I love surprises! Possibly because I am terrible at giving them…so when they do happen, I remember how awesome they are and I should work harder at being better at them! Just another reason taking risks is awesome. You discover cool new things you had no idea you could do! Last year I had really wanted to attend Masters of Movement pretty much solely because Deflying Fitness was one of the presenters delivering a handstand series. Being able to go in and out of a controlled handstand is one of my top 3 goals. Anyway, my true love kettlebell sport was calling during that week last year and I was at a competition. I pretty much zoned out of everything else Deflying Fitness had to offer. I’m such an idiot. I had no idea what I was in for. A whole pile of awesome was what I fell into!!! For me it was such an interesting and challenging use of body weight strength. Some movements I was surprised were easy – but because I have put them into my regular practice (e.g. bear grylls). Other movements I felt as though I had the strength and mobility to execute but my brain just couldn’t send the right signals to the right places!
I have no problem being upside down, but I haven’t spent nearly enough time performing movements upside down. It felt amazing to scratch the surface at trying to create that new kind of awareness and has made practicing kind of addictive. I had no idea I was about to find an entirely new and fun way to work on my shoulder mobility. The entire workshop paid for itself the first session we used our wrist strap that came in our goodie bag. We did some awesome exercises that opened up my shoulder, deltoid and bicep like nothing else I had tried. It also gives me awesome feedback on how prepared I am for ring and bar work. Similar to gymnastics many of the movements and positions require a strong hollow body and ribs closed position. This is a challenge for me but I am finally able to distinguish the two positions and create more awareness of what each offers. Although break dancing was super fun and badass….the Deflying Fitness sessions were by far my favourite. Andralyn and Duane are pretty much the best people ever. I will definitely be doing handstands and flexibility with them…hopefully soon in Oakville…
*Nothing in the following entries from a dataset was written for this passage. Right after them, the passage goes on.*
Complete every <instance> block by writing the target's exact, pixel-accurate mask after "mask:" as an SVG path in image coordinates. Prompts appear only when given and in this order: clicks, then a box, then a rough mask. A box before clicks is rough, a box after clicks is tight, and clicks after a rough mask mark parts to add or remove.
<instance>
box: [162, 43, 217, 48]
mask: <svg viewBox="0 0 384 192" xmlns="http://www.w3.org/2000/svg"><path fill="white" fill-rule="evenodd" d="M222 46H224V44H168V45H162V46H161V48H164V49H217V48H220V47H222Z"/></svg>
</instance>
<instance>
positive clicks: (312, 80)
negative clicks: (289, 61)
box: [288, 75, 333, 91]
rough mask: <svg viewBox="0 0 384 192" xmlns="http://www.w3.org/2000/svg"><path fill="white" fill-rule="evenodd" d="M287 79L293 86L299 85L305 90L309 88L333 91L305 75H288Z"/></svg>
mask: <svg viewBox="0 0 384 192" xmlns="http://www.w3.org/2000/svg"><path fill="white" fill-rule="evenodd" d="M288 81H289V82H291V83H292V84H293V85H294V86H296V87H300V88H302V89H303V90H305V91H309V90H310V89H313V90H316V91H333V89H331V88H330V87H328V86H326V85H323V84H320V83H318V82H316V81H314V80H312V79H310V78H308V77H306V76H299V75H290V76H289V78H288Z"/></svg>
5. Always Attempt the Impossible
This week I felt the difference my kettlebell sport platform battles have given me in physical preparedness and mental confidence. My body was much better conditioned to participate fully in all of the activities. Olympic lifting was the only activity I was cautious with as I didn’t want to risk an injury. That being said I still worked on my technique and was able to perform numerous repetitions. Anyway…. my point was that if I had tried this week of movement back was I was 35+ lbs heavier it would have sucked. I would have gotten through…but it would have sucked…and just barely in that “sucks so good” kind of way….mostly in the “if you’re lucky you’re just broken down, if you’re unlucky you’re injured”. It reminded me of the 5 day MovNat retreat where I was that heavy and by the last group workout my knee was the size of a grapefruit. I did not miss a beat at the Master’s of Movement week, and I have to say the order of programming was exceptional. The sequencing I’m sure also contributed to how much better I feel compared to what I was expecting. At the end of the week I was more mentally and emotionally tired than physically tired. Despite 5 days of constant activity I was more than ready to get back to training on Monday. Nothing gives me greater satisfaction than doing things I previously thought I couldn’t do. In 5 days I took some risks, tried some new stuff, got uncomfortable, got too comfortable, collected new tools for my training tool box, met awesome people, drank great coffee, and felt super appreciative of my training and hard work….oh yeah, and smiled and laughed lots!!!!